= Manning Sherwin =

American composer (1902–1974)

Manning Sherwin (January 4, 1902 – July 26, 1974) was an American composer. Born in Philadelphia, Sherwin attended Columbia University before embarking upon a long career in musical theatre and films.

His most enduring composition is the music for "A Nightingale Sang in Berkeley Square", lyrics by Eric Maschwitz, written for New Faces in 1940. Another wartime success, published in 1939, was "Who's Taking You Home Tonight?", with lyrics by Tommie Connor.

He settled in Britain in 1938, and contributed to George Posford's Magyar Melody.
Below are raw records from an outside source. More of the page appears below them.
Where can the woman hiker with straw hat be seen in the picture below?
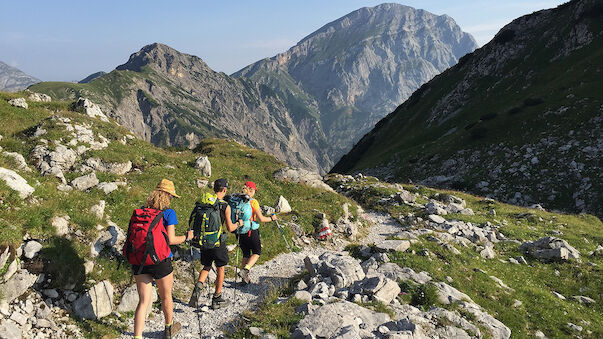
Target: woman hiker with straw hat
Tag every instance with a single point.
(159, 200)
(249, 241)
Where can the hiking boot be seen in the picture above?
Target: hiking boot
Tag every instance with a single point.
(195, 300)
(244, 274)
(170, 331)
(218, 302)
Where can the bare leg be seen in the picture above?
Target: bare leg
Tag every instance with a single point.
(252, 260)
(164, 286)
(219, 279)
(144, 286)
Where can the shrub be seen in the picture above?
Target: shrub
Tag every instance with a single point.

His musical Sitting Pretty, whose main hit was the duet "I'll Take a Little Time", was pulled early due to the outbreak of war, and he countered with Get A Load of This which achieved 698 West End performances (1941-3), Something in the Air (1943-4) (336 performances, plus 163 more in 1944-5), and Under the Counter (665 perfs in 1945-7). During the war he worked for British cinema, providing the music for hit wartime comedy features such as Miss London.
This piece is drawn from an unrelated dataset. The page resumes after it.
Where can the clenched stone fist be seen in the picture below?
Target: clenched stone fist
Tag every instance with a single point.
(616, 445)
His last successful musicals were The Kid from Stratford (1948-9: 235 performances) and Her Excellency (1949) (jointly composed with Posford, whose real name was Benjamin George Ashwell, perfs 252). A number of his songs also featured in British musical films of the period.

Sherwin died in Los Angeles. He was buried in Grand View Memorial Park Cemetery in Glendale, California.